SAN FRANCISCO — Meet Nick D’Aloisio, the 17-year-old British entrepreneur who just sold his popular news-reading app to Yahoo Inc. for close to $30 million, instantly becoming one of the world’s youngest self-made millionaires.
It’s the classic Silicon Valley success story of a young software prodigy striking it ridiculously and improbably big. But this time the spotlight is shining on the other side of the pond.
D’Aloisio, who taught himself to write software at age 12, built the free iPhone app Summly — which automatically summarizes news stories for small screens — in his London bedroom in 2011. He was just 15 years old.
Soon he had backing from Horizons Ventures, the venture capital arm of Hong Kong billionaire Li Ka-shing and big names such as Zynga Inc.’s Mark Pincus and actor Ashton Kutcher.
Before it was pulled from the app store Monday after the announcement of the Yahoo deal, D’Aloisio’s app Summly had been downloaded nearly 1 million times. It had deals with 250 online publishers, including News Corp., and 10 employees in London. Not bad for a high school student.
“To me, Yahoo is the best company to be joining right now because it’s one of these classic Internet companies,” D’Aloisio said in an interview. “With new leadership from Marissa Mayer, Yahoo has a strong focus on mobile and product, and that’s the perfect fit for Summly.”

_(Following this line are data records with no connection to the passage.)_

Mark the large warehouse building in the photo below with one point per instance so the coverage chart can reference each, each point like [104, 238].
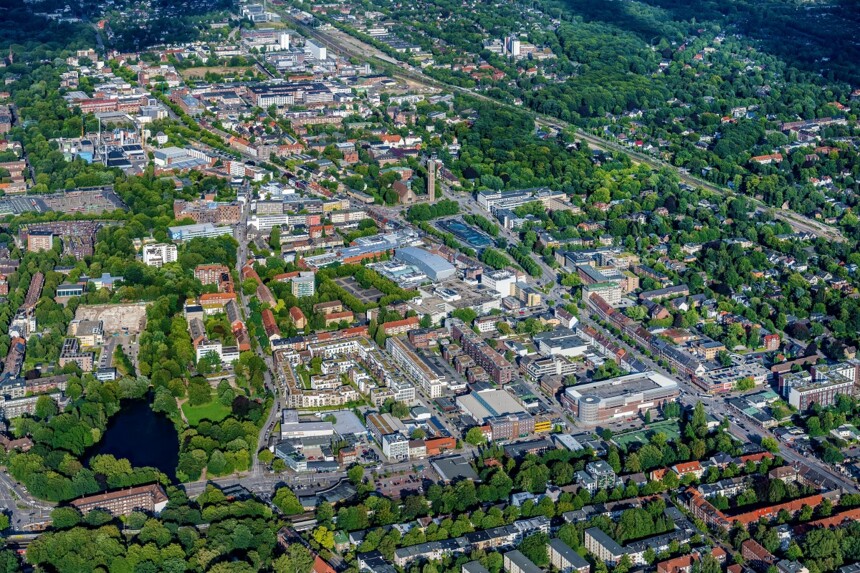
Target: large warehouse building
[482, 406]
[619, 398]
[434, 266]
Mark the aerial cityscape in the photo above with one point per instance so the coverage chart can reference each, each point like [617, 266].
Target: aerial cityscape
[474, 286]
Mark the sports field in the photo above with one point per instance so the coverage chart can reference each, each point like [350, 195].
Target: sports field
[669, 428]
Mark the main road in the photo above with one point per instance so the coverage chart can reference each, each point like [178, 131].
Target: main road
[344, 43]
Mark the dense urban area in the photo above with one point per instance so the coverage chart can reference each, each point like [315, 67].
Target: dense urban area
[366, 286]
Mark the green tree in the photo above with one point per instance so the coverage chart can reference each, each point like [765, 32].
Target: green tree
[285, 500]
[475, 436]
[355, 474]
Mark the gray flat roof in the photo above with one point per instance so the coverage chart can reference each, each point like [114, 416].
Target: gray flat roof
[473, 567]
[524, 563]
[454, 467]
[347, 423]
[575, 559]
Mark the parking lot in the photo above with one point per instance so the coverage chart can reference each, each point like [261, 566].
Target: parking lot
[365, 295]
[410, 481]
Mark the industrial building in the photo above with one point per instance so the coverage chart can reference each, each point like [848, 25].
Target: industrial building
[481, 406]
[619, 398]
[434, 266]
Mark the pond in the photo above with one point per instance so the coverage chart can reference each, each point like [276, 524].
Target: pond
[141, 436]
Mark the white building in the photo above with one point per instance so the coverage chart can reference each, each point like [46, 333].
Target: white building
[315, 50]
[395, 446]
[159, 254]
[500, 281]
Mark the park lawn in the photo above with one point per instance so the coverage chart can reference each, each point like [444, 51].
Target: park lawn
[214, 411]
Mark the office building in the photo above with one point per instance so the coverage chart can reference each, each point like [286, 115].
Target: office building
[821, 385]
[147, 498]
[303, 285]
[619, 398]
[434, 266]
[431, 379]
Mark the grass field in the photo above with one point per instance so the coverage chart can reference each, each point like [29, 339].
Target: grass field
[223, 70]
[669, 428]
[213, 411]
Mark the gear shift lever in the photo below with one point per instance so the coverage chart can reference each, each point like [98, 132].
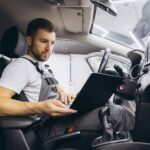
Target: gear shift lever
[108, 134]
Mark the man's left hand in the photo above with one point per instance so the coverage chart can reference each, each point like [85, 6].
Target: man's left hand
[65, 98]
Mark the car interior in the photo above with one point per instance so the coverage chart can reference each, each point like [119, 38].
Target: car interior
[76, 46]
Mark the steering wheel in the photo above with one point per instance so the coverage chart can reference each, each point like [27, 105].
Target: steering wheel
[104, 61]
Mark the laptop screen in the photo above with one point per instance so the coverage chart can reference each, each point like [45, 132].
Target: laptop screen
[96, 91]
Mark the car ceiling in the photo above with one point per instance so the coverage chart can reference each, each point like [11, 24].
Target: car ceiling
[72, 20]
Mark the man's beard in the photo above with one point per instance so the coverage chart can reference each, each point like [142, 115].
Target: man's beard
[43, 56]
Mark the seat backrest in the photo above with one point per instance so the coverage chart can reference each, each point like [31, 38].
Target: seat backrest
[12, 45]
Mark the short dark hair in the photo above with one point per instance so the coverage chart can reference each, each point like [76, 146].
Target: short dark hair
[39, 23]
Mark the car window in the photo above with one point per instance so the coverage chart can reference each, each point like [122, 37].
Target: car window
[130, 27]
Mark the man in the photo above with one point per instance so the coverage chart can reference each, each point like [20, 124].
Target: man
[42, 94]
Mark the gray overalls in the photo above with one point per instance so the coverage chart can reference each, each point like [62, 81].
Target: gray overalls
[50, 127]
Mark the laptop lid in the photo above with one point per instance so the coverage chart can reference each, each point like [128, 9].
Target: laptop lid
[96, 91]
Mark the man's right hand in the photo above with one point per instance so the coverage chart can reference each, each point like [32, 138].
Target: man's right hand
[56, 108]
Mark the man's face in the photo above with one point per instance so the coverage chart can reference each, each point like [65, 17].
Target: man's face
[41, 44]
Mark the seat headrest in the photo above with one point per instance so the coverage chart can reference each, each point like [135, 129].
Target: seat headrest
[13, 43]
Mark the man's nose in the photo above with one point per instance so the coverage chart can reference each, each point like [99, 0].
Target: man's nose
[49, 46]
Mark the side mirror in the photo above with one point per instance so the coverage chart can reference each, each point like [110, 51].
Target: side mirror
[106, 5]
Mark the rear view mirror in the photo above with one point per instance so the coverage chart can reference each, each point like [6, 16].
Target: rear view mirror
[106, 5]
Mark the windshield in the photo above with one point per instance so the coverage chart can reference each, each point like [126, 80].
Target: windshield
[130, 27]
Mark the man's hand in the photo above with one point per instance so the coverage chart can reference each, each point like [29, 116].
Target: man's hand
[65, 98]
[56, 108]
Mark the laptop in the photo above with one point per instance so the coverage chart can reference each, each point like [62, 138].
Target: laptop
[96, 91]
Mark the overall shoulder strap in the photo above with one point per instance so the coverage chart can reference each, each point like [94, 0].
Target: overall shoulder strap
[35, 64]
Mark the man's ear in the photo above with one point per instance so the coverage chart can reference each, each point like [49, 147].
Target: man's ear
[29, 40]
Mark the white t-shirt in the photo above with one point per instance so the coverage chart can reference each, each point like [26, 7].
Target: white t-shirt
[20, 75]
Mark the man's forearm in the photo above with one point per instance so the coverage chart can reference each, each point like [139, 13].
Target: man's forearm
[11, 107]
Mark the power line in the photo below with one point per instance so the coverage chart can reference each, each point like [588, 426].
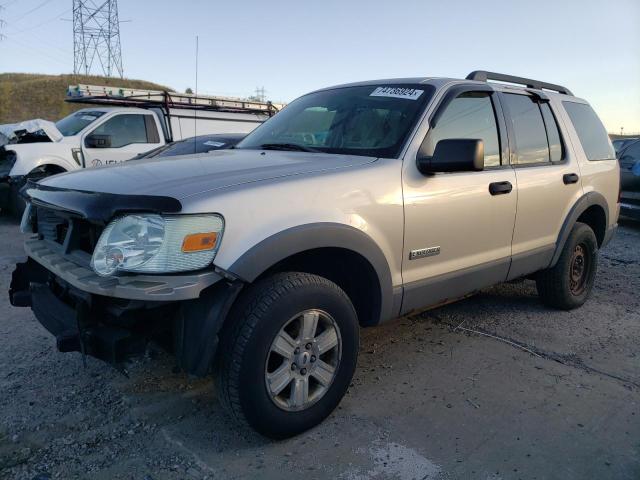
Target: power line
[38, 25]
[96, 38]
[37, 7]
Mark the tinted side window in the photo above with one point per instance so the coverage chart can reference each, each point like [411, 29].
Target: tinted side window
[592, 134]
[470, 116]
[528, 126]
[553, 133]
[124, 130]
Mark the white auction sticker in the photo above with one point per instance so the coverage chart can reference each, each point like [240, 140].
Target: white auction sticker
[211, 143]
[397, 92]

Mayer, the former Google Inc. executive who took over the Sunnyvale, Calif., company last summer, has focused on mobile technology to revive Yahoo’s lagging fortunes. She has snapped up a number of promising mobile startups as much for their personnel as for the innovation.
In D’Aloisio, Yahoo is getting someone who truly thinks and lives in the mobile world.
Rather than browsing the Web by clicking a mouse, more people are connecting to the Internet with their smartphone or tablet, changing what kind and how much information they consume, Yahoo mobile chief Adam Cahan said. Silicon Valley companies such as Facebook and Yahoo are looking to adapt their Internet businesses to hold on to consumers who want easier, faster ways to find what matters to them.
“Summly solves this by delivering snapshots of stories, giving you a simple and elegant way to find the news you want, faster than ever before,” Cahan said.